A High School Experience in Israel; Priceless

by Rachel Rosenthal

I’m a PhD student and a Jewish educator. Let’s just say that I am not exactly rolling in the dough. However, when I received an email from Nesiya, an Israel summer program for American and Israeli teens currently fighting for survival, I didn’t think twice about opening my wallet. To choose not to seemed impossible.

Let me explain. In the summer of 2001, when the Second Intifada was raging, I got on a plane with 28 Americans of all different backgrounds, from all over the country, and flew to Israel to spend six weeks with 28 Israelis. Nesiya, which means journey, called our program Kehilla, community. And indeed, I cannot think of two words that are more appropriate to frame my experience on Nesiya.

First, the journey. Nesiya was indeed a journey through Israel, but the core exploration was a personal one. I grew up in a highly involved Conservative Jewish family on the Upper West Side of Manhattan. I spent my Shabbat mornings at synagogue and my summers at Camp Ramah. Friday nights meant family dinners; Wednesdays and Sundays were for Hebrew school. However, as immersed as I was in Jewish life, it never occurred to me that it could look especially different from the Judaism I had always known. To me, the “right” way to be Jewish was about social justice, egalitarianism, liberal politics and an open approach to halakha and ritual.

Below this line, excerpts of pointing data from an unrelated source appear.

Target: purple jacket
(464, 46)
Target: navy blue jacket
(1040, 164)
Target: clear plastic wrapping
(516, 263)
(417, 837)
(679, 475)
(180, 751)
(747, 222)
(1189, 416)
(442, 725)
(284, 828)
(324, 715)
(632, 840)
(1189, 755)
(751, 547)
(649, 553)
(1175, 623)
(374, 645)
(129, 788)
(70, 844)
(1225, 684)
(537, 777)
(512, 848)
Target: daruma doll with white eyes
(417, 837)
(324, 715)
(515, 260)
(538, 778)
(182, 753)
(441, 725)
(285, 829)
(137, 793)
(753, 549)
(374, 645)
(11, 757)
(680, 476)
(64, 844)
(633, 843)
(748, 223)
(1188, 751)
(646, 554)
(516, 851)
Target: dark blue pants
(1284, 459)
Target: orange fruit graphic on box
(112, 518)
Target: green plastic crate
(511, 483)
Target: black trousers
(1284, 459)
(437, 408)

Less than 24 hours into Nesiya, those ideas were blown out of the water. I was suddenly confronted by Jews whose Judaism was radically different than my own, but who felt just as strongly about their beliefs and practices as I did. There were girls who had never been near a Torah scroll or counted in a minyan, and boys who saw making music as the most authentic form of prayer. There were Israelis who felt intensely Jewish while being totally secular, and Americans who were so in-flux religiously that they wore tank tops one day and only skirts the next. In this diverse an environment, it would have been easy to dig in; to claim that there is only one correct way. However, through learning, prayer, art, service and especially through music, we all found a way to open up to and try that which we had not even considered before. We pushed each other, but we also loved each other – and that made all the difference.

Which brings me to the second value, the value of community. The summer was the most intensely challenging one I have ever had. As a war waged around us, we had no choice but to ask what it meant to be Jewish, and to love Israel, in such a complicated time. And because of this, to this day, my best friends are from Nesiya. For many of us, Nesiya was the first place where someone asked us “who are you?” instead of “what are you?” Today, we are educators, activists, students and leaders. None of us are in the same place Jewishly as we were back then, but we are all doing our best to make the Jewish community and the world a little better today than it was yesterday. And we still know that we can call each other to ask questions. We are each other’s family.

So why does someone with such limited resources give money to an organization that might not exist in a year? Because I believe Nesiya needs to exist in a year, and in 10, and in 50. There needs to be a place for teenagers like me, who think they have figured everything out and yet don’t quite fit anywhere, to ask the big important questions: Who am I? Who do I want to be? And how will that person make the world better, stronger, and more just than it was before?

I don’t believe there is a way for me to ever fully repay the debt of gratitude I owe to Nesiya. The fact that I am getting a PhD in Rabbinics and am a teacher of Talmud – the fact that I was even open to exploring those possibilities – would not be were it not for that formative summer of 2001. I dream of my children one day going on Nesiya, maybe even with my friends’ children. Sure, it may seem like an unrealistic dream right now. But if there’s one thing I learned on Nesiya, it is this: no dream is too big, if you are willing to work to turn it into a reality.

Rachel Rosenthal is a teacher at the Drisha Institute for Jewish Education in New York and a PhD candidate in Rabbinic Literature at JTS.